Tel Aviv was one of the first cities to be recognized with the Smart City Award, here in Barcelona. How this award helped to launch Tel Aviv’s technology abroad?
Hila Oren: In 2014, Tel Aviv won the Smart City Award. We were honored. We were lucky, and we were thrilled with the prize. We received the prize because our city digital card: Digitel Tel Aviv. Six years ago I would say it was new as a technology tool to understand how to listen to the residents, how to know their needs, and to understand how to give solutions to their needs by different communities by different neighborhoods. Since then, I think that award gave us really a lot of publicity and awareness about what is happening in Tel Aviv. So cities from all over the world started coming and learning from us. And actually the result of that was selling the digital card to a city in India called Thane. And from that on, we expanded our knowledge by doing this card for another city. This is just an example for something that different cities around the world can learn from us. This is what Tel Aviv did since the Smart City Award. In the last year, we also created our “city coin”, which is another tool, I would say a financial tool but also a technology tool. That really helps a smart city to reduce cost of living, to help the needs of different neighborhoods. Especially, we did a big project in Jaffa, where the poor and vulnerable of a different community can get the help out of this technology too.

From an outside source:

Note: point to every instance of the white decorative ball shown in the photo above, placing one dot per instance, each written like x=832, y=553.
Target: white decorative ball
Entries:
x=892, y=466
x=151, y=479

Can you tell us a bit more about the “City Coin”?
Hila Oren: The “city coin” is an app that anyone can download on their phones. It’s not blockchain or any new technology, not a real coin. It’s just a term that the municipality backs up. You can use this coin to pay in different shops specifically in an area where there is a [financial] shock, and they needed that support. As a result, after three months of a specific campaign, 100 business joined and really, instead of going into bankruptcy, it gives them oxygen, and 4000 people from that neighborhood used it and gave testimonies of success. And we understand that this “coin” gave them another tool to reduce their cost of living. So when you look at it from both sides from the business side, and from the resident side, it really helped that neighborhood to survive. And when we ask yourself: what is a smart city? Isn’t that what it’s all about?
What is the Smart City Expo World Congress bringing to Tel Aviv, and what are your expectations for this year’s event?
Hila Oren: I think the Smart City conference in Barcelona is the focal point in the world, when people from all over come and meet for three days to exchange ideas, to network, to learn what is updated for now for me, I came to look into new ideas and new thoughts to work with the private sector, with Microsoft, to work with the public sector with the World Economic Forum, with Bloomberg associates, and with different organizations that could contribute to our knowledge at the Tel Aviv Foundation. And, when you go outside your country or your city, it also gives a different perspective on what you are doing at home, I think these three days helped us, supported us, and I’m looking forward to next year.